While we're pretty sure Stravinsky didn't have the Spring Club CrawlTM in mind when he wrote "Rite of Spring," the Crawl has become exactly that. While the Fall Club CrawlTM includes both local and regional acts, the Spring Crawl is strictly a locals-only affair, allowing attendees the opportunity to check out a wildly diverse selection of Tucson's finest musical acts in a single night, all within the confines of a small downtown area. From country to jazz, rockabilly to tejano, punk to blues, the tired, old cliche "something for everyone" only begins to get at what the Crawl is all about.

This time around, the action is spread over eight outdoor stages and more than a dozen indoor venues, including the famed Rialto Theatre, which is reopening just in time for the event. Best of all, a single wristband, available in advance for $8 at CD City, as well as downtown at Hotel Congress and Hippie Gypsy (or $10 on the night of the event, until they sell out) grants you entry to the entire shebang, so there's no hassle with paying cover charges everywhere you go.

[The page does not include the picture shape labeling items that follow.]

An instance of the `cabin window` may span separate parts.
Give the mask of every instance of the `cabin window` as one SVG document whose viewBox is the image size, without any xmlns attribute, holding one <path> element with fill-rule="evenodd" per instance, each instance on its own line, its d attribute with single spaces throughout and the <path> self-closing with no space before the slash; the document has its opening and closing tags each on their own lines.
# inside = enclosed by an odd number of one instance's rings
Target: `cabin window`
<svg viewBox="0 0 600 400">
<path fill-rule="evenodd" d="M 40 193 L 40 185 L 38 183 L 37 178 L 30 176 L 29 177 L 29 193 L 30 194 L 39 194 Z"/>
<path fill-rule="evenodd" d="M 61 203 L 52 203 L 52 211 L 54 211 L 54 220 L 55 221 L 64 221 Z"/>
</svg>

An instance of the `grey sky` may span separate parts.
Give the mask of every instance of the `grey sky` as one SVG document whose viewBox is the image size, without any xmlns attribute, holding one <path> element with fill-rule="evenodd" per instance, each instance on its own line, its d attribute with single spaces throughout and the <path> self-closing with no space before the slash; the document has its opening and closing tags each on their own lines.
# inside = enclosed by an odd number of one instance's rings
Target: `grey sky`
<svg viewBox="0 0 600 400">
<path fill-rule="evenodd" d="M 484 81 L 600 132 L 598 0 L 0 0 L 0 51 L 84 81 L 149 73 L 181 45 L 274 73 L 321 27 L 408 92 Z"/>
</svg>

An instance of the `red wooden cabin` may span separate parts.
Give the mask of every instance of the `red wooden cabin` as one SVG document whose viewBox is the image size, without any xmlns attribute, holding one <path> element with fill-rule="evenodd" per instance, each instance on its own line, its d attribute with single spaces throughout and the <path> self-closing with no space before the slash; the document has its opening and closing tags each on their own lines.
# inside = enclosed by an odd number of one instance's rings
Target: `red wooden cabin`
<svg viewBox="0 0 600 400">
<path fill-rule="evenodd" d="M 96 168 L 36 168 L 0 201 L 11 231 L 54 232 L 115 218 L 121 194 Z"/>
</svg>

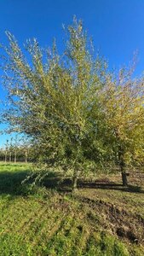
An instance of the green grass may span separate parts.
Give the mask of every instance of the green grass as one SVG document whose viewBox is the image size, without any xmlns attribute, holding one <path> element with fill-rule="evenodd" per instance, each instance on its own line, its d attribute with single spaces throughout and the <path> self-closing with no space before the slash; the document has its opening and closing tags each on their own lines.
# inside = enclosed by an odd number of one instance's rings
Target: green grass
<svg viewBox="0 0 144 256">
<path fill-rule="evenodd" d="M 89 185 L 72 195 L 51 189 L 49 175 L 50 188 L 31 189 L 21 184 L 30 169 L 0 164 L 0 255 L 144 255 L 142 189 Z"/>
</svg>

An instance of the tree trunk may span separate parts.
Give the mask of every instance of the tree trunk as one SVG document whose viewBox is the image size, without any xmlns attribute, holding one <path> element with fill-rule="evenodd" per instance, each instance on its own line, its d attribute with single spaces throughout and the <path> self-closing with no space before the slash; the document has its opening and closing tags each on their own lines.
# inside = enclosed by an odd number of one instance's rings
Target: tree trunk
<svg viewBox="0 0 144 256">
<path fill-rule="evenodd" d="M 16 163 L 16 151 L 14 152 L 14 163 Z"/>
<path fill-rule="evenodd" d="M 73 193 L 77 191 L 77 183 L 78 183 L 77 171 L 74 171 L 73 177 L 72 177 L 72 190 Z"/>
<path fill-rule="evenodd" d="M 11 152 L 9 153 L 9 162 L 11 162 Z"/>
<path fill-rule="evenodd" d="M 125 171 L 122 172 L 122 180 L 123 180 L 123 186 L 127 187 L 128 186 L 128 180 L 127 180 L 127 175 Z"/>
<path fill-rule="evenodd" d="M 27 164 L 27 151 L 25 153 L 25 163 Z"/>
<path fill-rule="evenodd" d="M 123 186 L 127 187 L 128 186 L 128 179 L 127 179 L 126 172 L 124 170 L 125 163 L 124 163 L 124 150 L 122 149 L 121 147 L 119 147 L 119 166 L 120 166 L 121 174 L 122 174 Z"/>
<path fill-rule="evenodd" d="M 5 152 L 5 163 L 7 162 L 7 151 Z"/>
</svg>

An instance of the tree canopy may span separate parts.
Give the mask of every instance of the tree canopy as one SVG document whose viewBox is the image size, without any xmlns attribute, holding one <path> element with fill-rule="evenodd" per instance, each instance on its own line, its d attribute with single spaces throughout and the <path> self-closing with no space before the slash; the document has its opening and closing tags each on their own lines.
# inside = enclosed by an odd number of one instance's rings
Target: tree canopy
<svg viewBox="0 0 144 256">
<path fill-rule="evenodd" d="M 118 77 L 95 56 L 81 20 L 66 30 L 66 47 L 43 49 L 37 39 L 22 50 L 7 32 L 3 83 L 9 104 L 1 116 L 33 143 L 46 168 L 95 172 L 98 165 L 140 162 L 143 156 L 143 79 L 120 70 Z M 124 168 L 121 168 L 124 172 Z"/>
</svg>

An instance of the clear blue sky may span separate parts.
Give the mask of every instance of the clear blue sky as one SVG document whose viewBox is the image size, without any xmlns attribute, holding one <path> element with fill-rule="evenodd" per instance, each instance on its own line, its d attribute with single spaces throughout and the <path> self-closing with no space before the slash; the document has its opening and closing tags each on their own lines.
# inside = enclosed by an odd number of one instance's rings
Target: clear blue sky
<svg viewBox="0 0 144 256">
<path fill-rule="evenodd" d="M 74 15 L 84 20 L 95 49 L 108 60 L 110 67 L 129 63 L 137 49 L 136 74 L 142 73 L 144 0 L 0 0 L 0 42 L 7 43 L 4 32 L 9 30 L 20 45 L 35 37 L 45 47 L 55 37 L 60 50 L 61 25 L 70 24 Z M 0 81 L 0 99 L 3 98 Z M 7 137 L 0 136 L 0 146 Z"/>
</svg>

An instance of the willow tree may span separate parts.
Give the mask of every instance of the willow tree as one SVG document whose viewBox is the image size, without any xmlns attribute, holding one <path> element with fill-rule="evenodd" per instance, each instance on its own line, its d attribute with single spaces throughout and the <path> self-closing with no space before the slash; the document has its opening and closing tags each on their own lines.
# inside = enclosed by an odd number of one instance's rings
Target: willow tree
<svg viewBox="0 0 144 256">
<path fill-rule="evenodd" d="M 127 186 L 127 165 L 141 164 L 144 157 L 144 80 L 133 79 L 132 68 L 107 76 L 101 92 L 105 140 L 118 162 L 123 185 Z"/>
<path fill-rule="evenodd" d="M 78 173 L 101 159 L 101 147 L 91 157 L 88 152 L 89 134 L 94 148 L 99 140 L 96 121 L 90 117 L 99 111 L 97 91 L 103 86 L 105 67 L 93 58 L 81 20 L 74 19 L 66 35 L 60 55 L 55 43 L 43 50 L 36 39 L 26 42 L 26 53 L 7 32 L 9 45 L 3 49 L 9 105 L 3 119 L 13 131 L 32 137 L 35 159 L 46 169 L 71 169 L 75 189 Z"/>
</svg>

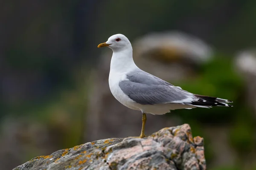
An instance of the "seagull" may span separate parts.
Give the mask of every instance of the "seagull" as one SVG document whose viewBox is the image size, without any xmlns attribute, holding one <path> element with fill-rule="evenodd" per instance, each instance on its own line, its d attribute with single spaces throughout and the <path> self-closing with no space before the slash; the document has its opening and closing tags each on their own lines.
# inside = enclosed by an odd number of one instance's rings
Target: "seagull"
<svg viewBox="0 0 256 170">
<path fill-rule="evenodd" d="M 134 63 L 131 44 L 125 36 L 110 37 L 98 48 L 112 50 L 108 79 L 113 95 L 125 106 L 142 113 L 142 127 L 139 138 L 145 136 L 146 113 L 162 115 L 171 110 L 212 106 L 233 107 L 231 101 L 195 94 L 140 69 Z"/>
</svg>

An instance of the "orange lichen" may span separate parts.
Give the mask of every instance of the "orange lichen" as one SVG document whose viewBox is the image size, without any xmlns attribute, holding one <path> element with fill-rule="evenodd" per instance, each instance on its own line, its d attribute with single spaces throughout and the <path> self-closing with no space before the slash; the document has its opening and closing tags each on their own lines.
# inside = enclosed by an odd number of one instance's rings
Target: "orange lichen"
<svg viewBox="0 0 256 170">
<path fill-rule="evenodd" d="M 81 155 L 79 155 L 78 156 L 77 156 L 76 158 L 75 159 L 79 159 L 79 158 L 82 156 Z"/>
<path fill-rule="evenodd" d="M 104 143 L 105 144 L 108 144 L 109 143 L 109 140 L 108 139 L 107 139 L 105 141 L 104 141 Z"/>
<path fill-rule="evenodd" d="M 77 150 L 78 149 L 79 149 L 80 147 L 81 147 L 82 146 L 82 145 L 83 145 L 83 144 L 80 144 L 80 145 L 76 146 L 75 147 L 73 147 L 73 149 L 74 150 Z"/>
<path fill-rule="evenodd" d="M 69 149 L 66 149 L 65 150 L 65 151 L 64 152 L 63 152 L 63 153 L 62 153 L 62 154 L 61 155 L 61 156 L 64 156 L 67 155 L 67 153 L 68 153 L 69 152 Z"/>
<path fill-rule="evenodd" d="M 93 155 L 92 153 L 90 153 L 89 155 L 86 155 L 85 156 L 87 157 L 88 158 L 90 158 L 92 155 Z"/>
<path fill-rule="evenodd" d="M 46 156 L 38 156 L 35 158 L 35 159 L 40 159 L 40 158 L 43 158 L 44 159 L 48 159 L 49 158 L 51 158 L 52 157 L 52 155 L 47 155 Z"/>
<path fill-rule="evenodd" d="M 65 169 L 66 169 L 66 168 L 70 168 L 71 167 L 72 167 L 71 165 L 68 165 L 68 166 L 67 165 L 67 166 L 65 166 Z"/>
<path fill-rule="evenodd" d="M 59 158 L 57 158 L 57 159 L 56 159 L 56 160 L 55 160 L 55 161 L 54 161 L 54 162 L 57 162 L 57 161 L 58 161 L 59 159 L 60 159 Z"/>
<path fill-rule="evenodd" d="M 192 146 L 191 146 L 190 147 L 190 151 L 192 153 L 195 153 L 195 147 L 194 147 Z"/>
<path fill-rule="evenodd" d="M 78 162 L 78 164 L 83 164 L 85 163 L 85 162 L 86 162 L 87 161 L 87 159 L 84 159 L 83 161 L 79 161 L 79 162 Z"/>
</svg>

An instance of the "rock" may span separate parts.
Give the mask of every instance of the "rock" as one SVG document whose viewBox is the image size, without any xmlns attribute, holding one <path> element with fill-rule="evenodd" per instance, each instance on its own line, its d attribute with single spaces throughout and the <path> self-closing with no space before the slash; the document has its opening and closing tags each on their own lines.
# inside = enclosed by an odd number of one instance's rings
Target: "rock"
<svg viewBox="0 0 256 170">
<path fill-rule="evenodd" d="M 13 170 L 205 170 L 203 139 L 189 125 L 166 128 L 148 137 L 111 138 L 34 158 Z"/>
</svg>

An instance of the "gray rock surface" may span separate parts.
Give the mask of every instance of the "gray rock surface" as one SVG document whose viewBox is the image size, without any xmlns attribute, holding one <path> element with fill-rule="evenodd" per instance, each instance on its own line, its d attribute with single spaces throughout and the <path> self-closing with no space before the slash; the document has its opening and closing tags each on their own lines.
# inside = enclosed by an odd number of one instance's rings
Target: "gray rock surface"
<svg viewBox="0 0 256 170">
<path fill-rule="evenodd" d="M 13 170 L 205 170 L 203 139 L 189 125 L 166 128 L 148 137 L 111 138 L 35 158 Z"/>
</svg>

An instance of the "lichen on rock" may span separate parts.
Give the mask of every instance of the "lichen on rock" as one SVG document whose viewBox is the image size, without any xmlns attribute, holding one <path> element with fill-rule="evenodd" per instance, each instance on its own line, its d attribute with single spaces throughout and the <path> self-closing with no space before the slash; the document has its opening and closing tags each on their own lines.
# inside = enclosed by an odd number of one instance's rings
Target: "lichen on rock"
<svg viewBox="0 0 256 170">
<path fill-rule="evenodd" d="M 205 170 L 203 138 L 189 125 L 166 128 L 143 139 L 99 140 L 34 158 L 13 170 Z"/>
</svg>

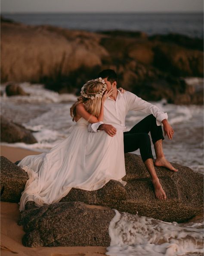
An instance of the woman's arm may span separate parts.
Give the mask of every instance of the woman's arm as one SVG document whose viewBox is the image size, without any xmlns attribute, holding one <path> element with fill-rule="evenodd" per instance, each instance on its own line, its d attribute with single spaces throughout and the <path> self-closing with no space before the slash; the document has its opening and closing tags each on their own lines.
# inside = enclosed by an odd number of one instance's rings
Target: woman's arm
<svg viewBox="0 0 204 256">
<path fill-rule="evenodd" d="M 100 113 L 98 118 L 97 118 L 96 116 L 93 115 L 91 115 L 90 113 L 87 111 L 83 103 L 80 103 L 78 104 L 76 107 L 76 112 L 77 114 L 78 115 L 82 116 L 83 118 L 91 124 L 97 123 L 100 121 L 102 121 L 103 120 L 103 105 L 104 102 L 108 97 L 109 97 L 110 95 L 111 95 L 113 93 L 113 90 L 111 89 L 108 92 L 107 91 L 105 91 L 105 92 L 104 93 L 104 94 L 103 94 L 101 99 L 101 109 L 100 111 Z"/>
</svg>

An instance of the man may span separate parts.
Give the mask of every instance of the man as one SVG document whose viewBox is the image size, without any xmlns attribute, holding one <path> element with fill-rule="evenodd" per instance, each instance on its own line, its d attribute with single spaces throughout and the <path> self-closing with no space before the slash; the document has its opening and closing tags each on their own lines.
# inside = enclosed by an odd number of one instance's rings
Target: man
<svg viewBox="0 0 204 256">
<path fill-rule="evenodd" d="M 124 153 L 133 152 L 139 148 L 142 160 L 151 178 L 156 197 L 159 199 L 165 199 L 166 194 L 159 182 L 155 170 L 148 133 L 150 132 L 156 154 L 156 166 L 164 166 L 171 171 L 177 171 L 165 158 L 162 148 L 163 135 L 161 124 L 164 126 L 165 135 L 172 140 L 173 130 L 167 121 L 167 113 L 164 113 L 157 106 L 143 100 L 130 92 L 121 93 L 117 90 L 117 76 L 114 70 L 103 70 L 99 74 L 107 85 L 107 90 L 113 89 L 113 94 L 104 103 L 103 122 L 90 124 L 89 131 L 96 132 L 104 130 L 113 137 L 117 129 L 124 131 Z M 125 117 L 129 110 L 135 110 L 151 114 L 129 131 L 125 126 Z"/>
</svg>

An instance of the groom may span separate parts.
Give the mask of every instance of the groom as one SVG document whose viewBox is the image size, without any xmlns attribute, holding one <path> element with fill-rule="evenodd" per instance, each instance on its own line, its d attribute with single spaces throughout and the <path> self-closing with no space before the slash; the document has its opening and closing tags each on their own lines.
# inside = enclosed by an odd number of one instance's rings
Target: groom
<svg viewBox="0 0 204 256">
<path fill-rule="evenodd" d="M 155 165 L 166 167 L 173 171 L 177 171 L 166 159 L 163 151 L 162 143 L 164 138 L 161 124 L 163 125 L 164 134 L 167 134 L 169 139 L 172 139 L 173 134 L 173 130 L 167 121 L 167 113 L 164 113 L 157 106 L 130 92 L 122 93 L 117 90 L 117 76 L 114 70 L 103 70 L 99 74 L 98 77 L 104 80 L 107 90 L 112 88 L 114 93 L 104 103 L 104 122 L 90 124 L 89 131 L 96 132 L 104 130 L 113 137 L 116 134 L 117 129 L 122 129 L 124 131 L 124 153 L 133 152 L 139 148 L 142 159 L 151 175 L 156 197 L 159 199 L 165 199 L 167 196 L 155 170 L 148 133 L 150 132 L 156 154 Z M 129 110 L 151 115 L 127 131 L 125 120 Z"/>
</svg>

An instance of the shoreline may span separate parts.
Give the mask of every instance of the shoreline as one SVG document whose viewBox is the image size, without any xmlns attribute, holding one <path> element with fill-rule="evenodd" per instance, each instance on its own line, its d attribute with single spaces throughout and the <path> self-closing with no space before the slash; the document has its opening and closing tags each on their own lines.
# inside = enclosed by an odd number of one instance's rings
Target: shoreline
<svg viewBox="0 0 204 256">
<path fill-rule="evenodd" d="M 29 155 L 36 155 L 42 152 L 36 152 L 19 147 L 0 146 L 1 156 L 6 157 L 14 163 Z M 93 206 L 92 206 L 93 207 Z M 105 255 L 106 247 L 104 246 L 59 246 L 38 247 L 24 246 L 22 243 L 25 233 L 22 226 L 17 224 L 20 213 L 16 203 L 0 202 L 1 212 L 1 255 L 10 253 L 24 256 L 99 256 Z M 15 230 L 15 233 L 13 230 Z"/>
</svg>

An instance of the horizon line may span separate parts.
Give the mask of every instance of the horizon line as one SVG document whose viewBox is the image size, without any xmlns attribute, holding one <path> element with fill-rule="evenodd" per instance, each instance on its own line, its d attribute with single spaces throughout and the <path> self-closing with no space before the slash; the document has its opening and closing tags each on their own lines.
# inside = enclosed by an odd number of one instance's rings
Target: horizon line
<svg viewBox="0 0 204 256">
<path fill-rule="evenodd" d="M 203 11 L 139 11 L 136 12 L 133 11 L 117 11 L 117 12 L 99 12 L 94 11 L 92 12 L 86 12 L 86 11 L 73 11 L 73 12 L 2 12 L 1 11 L 0 13 L 1 15 L 3 14 L 53 14 L 53 13 L 64 13 L 64 14 L 76 14 L 76 13 L 83 13 L 83 14 L 120 14 L 120 13 L 203 13 Z"/>
</svg>

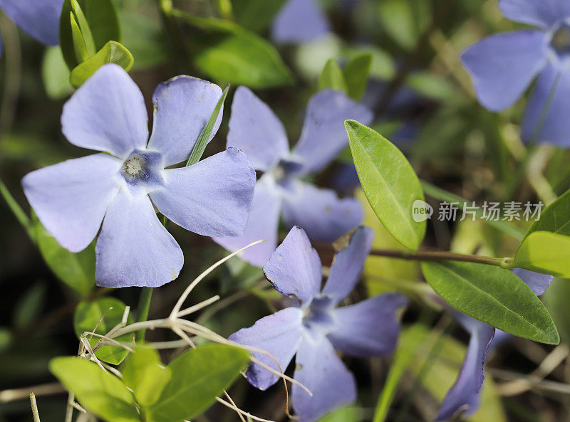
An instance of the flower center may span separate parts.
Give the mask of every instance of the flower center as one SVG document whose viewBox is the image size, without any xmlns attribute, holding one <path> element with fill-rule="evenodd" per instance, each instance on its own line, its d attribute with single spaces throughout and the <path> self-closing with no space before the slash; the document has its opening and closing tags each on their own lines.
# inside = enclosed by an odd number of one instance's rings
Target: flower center
<svg viewBox="0 0 570 422">
<path fill-rule="evenodd" d="M 303 324 L 311 331 L 327 334 L 336 324 L 333 309 L 334 302 L 330 297 L 315 297 L 305 311 Z"/>
<path fill-rule="evenodd" d="M 570 53 L 570 26 L 562 23 L 552 34 L 550 46 L 559 54 Z"/>
<path fill-rule="evenodd" d="M 120 172 L 128 181 L 146 180 L 150 177 L 148 159 L 141 154 L 133 153 L 123 163 Z"/>
</svg>

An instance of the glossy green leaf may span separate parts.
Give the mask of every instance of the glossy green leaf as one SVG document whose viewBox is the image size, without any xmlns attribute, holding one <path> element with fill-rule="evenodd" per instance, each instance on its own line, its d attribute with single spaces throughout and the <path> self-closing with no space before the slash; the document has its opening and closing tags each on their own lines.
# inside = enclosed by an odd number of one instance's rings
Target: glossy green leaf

We'd like to thank all of our sponsors for allowing us to put on such an enormous endeavor; we certainly couldn't do it without them. And we certainly couldn't do it without you, either--the music fans who care enough to turn out in droves every year to bask in the bright glow of your local music scene.

Have a blast, folks. That's what it's all about.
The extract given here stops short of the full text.